Fixes

jainapurva · jainapurva · commit b16772d622b0 · 2024-10-04T11:17:13.000-07:00
diff --git a/torchao/_models/llama/eval.py b/torchao/_models/llama/eval.py
@@ -128,9 +128,17 @@ def run_evaluation(
         if "float8wo" in quantization:
             quantize_(model, float8_weight_only())
         if "float8dq" in quantization:
-            quantize_(model, float8_dynamic_activation_float8_weight())
-        if "float8saq" in quantization:
-            quantize_(model, float8_static_activation_float8_weight())
+            granularity = str(quantization.split("-")[-1])
+            if granularity=="tensor":
+                granularity = PerTensor()
+            elif granularity=="row":
+                granularity = PerRow()
+            else:
+                if granularity=="float8dq":
+                    granularity = PerTensor()
+                else:
+                    raise ValueError(f"Unknown granularity {granularity}")
+            quantize_(model, float8_dynamic_activation_float8_weight(granularity=granularity))
         if "autoround" in quantization:
             from torchao.prototype.autoround.autoround_llm import quantize_model_with_autoround_
             from transformers import AutoTokenizer
diff --git a/torchao/quantization/README.md b/torchao/quantization/README.md
@@ -30,7 +30,7 @@ Benchmarks and evaluation for model meta-llama/Meta-Llama-3.1-8B are run on a ma
 |               | int4wo-64               |  8.44               |  241.39       | 1019.14                 |  7.08            |  4.22           |
 |               | float8wo                |  7.60               |  178.46       | 1339.93                 | 12.09            |  7.51           |
 |               | float8dq (PerTensor)    |  7.62               |  116.40       |  873.58                 | 11.14            |  7.51           |
-|               | float8dq (Per Row)      |  7.62               |  154.63       | 1161.47                 | 11.14            |  7.51           |
+|               | float8dq (Per Row)      |  7.61               |  154.63       | 1161.47                 | 11.14            |  7.51           |
 
 note: Int8 dynamic quantization works best on compute bound models like [SAM](https://github.com/pytorch-labs/segment-anything-fast) whereas Llama with batchsize=1 tends to be memory bound, thus the rather low performance.
 
@@ -139,6 +139,8 @@ change_linear_weights_to_int8_dqtensors(model)

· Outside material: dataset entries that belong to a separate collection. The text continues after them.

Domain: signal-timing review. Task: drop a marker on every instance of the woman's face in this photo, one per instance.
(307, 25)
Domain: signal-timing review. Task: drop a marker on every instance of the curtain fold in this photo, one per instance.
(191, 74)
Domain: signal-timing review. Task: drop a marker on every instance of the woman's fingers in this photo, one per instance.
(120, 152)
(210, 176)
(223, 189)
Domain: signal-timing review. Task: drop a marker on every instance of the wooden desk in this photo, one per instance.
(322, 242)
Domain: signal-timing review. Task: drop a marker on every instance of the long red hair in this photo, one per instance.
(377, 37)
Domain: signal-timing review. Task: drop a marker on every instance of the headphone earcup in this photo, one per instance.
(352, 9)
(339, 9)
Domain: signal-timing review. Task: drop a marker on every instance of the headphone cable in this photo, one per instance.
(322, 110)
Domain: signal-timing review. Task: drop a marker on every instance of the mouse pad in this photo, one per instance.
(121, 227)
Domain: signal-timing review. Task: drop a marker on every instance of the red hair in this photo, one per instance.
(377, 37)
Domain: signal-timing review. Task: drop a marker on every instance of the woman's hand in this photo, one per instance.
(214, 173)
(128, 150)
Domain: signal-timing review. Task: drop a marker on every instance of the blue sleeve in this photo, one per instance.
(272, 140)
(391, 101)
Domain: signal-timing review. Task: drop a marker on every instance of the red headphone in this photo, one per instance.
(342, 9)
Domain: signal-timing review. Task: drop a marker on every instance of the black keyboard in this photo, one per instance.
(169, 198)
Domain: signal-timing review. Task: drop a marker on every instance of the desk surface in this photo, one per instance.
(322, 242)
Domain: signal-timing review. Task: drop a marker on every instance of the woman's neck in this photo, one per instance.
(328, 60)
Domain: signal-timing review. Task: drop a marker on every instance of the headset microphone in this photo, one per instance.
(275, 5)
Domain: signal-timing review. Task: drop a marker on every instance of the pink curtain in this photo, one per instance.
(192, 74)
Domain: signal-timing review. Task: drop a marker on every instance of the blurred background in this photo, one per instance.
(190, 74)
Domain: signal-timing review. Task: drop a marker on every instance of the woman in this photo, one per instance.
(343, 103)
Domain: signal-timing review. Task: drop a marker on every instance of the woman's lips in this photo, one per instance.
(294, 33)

 from torchao.quantization import quantize_, float8_dynamic_activation_float8_weight
 from torchao.quantization.observer import PerTensor
 quantize_(model, float8_dynamic_activation_float8_weight(granularity=PerTensor()))
+from torchao.quantization.observer import PerTensor
+quantize_(model, float8_dynamic_activation_float8_weight(granularity=PerTensor()))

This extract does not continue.